The Rusted Garden Journal

Monday, July 26, 2010

Garden Poetry: Francis Kilvert's Diary

Francis Kilvert's Diary: May 1876
Bluebells

He wrote this 3 years before his death: 1840-1879. He was only 39. I edited the prose entry and changed the format into stanzas. I hope the things he saw, stayed with him. His ability to see, inspired me. The beauty of a garden is found by simply looking with your soul. To look upon life in this manner is to be alive.



Through the gate of a meadow,
I saw a cherry tree,
snowy with blossoms,
that scented the air.

Along the wild broken bank,
among the stems of the hawthorn hedge,
there grew a profusion of bluebells,
I never saw bluebells more beautiful.

They grew tall and stately,
singularly and in groups,
and sometimes in such a crowd,
that they filled the hallow places,
and deep shadows of the overarching hedge,
with a sweet  blue gloom and tender azure mist,
that floated among the young bright ferns.
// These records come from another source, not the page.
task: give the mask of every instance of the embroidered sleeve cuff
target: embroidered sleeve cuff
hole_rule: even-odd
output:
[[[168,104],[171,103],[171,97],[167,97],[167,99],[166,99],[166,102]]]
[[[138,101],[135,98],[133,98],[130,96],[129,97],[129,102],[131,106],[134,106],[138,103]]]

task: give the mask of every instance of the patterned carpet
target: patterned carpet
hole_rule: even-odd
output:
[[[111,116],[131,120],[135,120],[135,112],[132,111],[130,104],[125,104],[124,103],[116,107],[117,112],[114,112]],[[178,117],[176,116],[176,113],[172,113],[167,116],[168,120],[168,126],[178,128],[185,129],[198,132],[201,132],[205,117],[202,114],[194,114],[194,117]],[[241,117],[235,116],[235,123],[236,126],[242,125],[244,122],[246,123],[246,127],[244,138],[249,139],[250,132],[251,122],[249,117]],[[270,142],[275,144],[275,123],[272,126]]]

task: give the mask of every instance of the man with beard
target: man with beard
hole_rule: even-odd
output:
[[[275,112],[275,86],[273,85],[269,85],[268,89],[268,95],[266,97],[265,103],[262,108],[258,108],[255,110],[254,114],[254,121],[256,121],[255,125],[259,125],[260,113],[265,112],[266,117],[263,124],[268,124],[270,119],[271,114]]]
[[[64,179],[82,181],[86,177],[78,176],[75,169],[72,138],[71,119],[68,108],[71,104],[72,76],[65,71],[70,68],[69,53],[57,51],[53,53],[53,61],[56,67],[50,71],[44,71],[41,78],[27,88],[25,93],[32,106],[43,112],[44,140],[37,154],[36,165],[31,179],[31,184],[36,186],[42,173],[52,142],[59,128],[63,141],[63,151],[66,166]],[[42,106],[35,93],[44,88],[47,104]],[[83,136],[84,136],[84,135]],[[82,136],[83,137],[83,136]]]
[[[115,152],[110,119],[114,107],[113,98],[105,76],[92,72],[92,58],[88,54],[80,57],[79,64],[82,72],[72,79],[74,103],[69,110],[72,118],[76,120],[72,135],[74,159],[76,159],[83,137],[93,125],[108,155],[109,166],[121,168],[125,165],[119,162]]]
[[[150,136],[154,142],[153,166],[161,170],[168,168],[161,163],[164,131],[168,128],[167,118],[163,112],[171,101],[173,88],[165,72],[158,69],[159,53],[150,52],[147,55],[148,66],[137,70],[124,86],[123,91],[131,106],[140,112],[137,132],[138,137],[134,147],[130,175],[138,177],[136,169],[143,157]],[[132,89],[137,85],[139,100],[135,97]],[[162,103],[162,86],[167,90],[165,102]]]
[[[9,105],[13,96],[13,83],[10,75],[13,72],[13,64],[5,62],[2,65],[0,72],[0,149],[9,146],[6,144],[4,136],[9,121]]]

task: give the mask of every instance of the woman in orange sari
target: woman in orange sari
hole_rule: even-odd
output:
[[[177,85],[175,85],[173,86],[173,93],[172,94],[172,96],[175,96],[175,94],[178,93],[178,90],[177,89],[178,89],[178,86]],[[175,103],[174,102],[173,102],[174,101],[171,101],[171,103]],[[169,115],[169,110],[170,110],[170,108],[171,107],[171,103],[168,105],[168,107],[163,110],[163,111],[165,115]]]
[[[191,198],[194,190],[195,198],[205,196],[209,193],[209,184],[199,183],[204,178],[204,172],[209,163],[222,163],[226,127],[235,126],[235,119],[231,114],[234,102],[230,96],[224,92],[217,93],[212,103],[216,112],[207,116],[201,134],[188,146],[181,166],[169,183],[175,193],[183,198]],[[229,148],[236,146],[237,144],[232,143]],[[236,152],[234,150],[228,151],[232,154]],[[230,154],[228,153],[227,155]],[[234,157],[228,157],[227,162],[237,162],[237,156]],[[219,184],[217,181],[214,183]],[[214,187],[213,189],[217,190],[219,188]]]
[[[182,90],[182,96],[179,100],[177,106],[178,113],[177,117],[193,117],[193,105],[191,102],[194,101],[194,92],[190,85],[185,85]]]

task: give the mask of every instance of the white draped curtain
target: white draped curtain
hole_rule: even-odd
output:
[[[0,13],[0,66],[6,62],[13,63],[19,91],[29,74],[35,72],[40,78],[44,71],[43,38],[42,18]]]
Here or there a sunbeam found its way,
through a little window in the thick leafage over head,
singling out one bluebell amongst the crowd,
tipping the rich and heavily hanging clusters of bells,

Tipping it with a brilliant gleam and blue glory,
crowning the flower a queen,
among her ladies and handmaidens,
who stood in the background of green shade.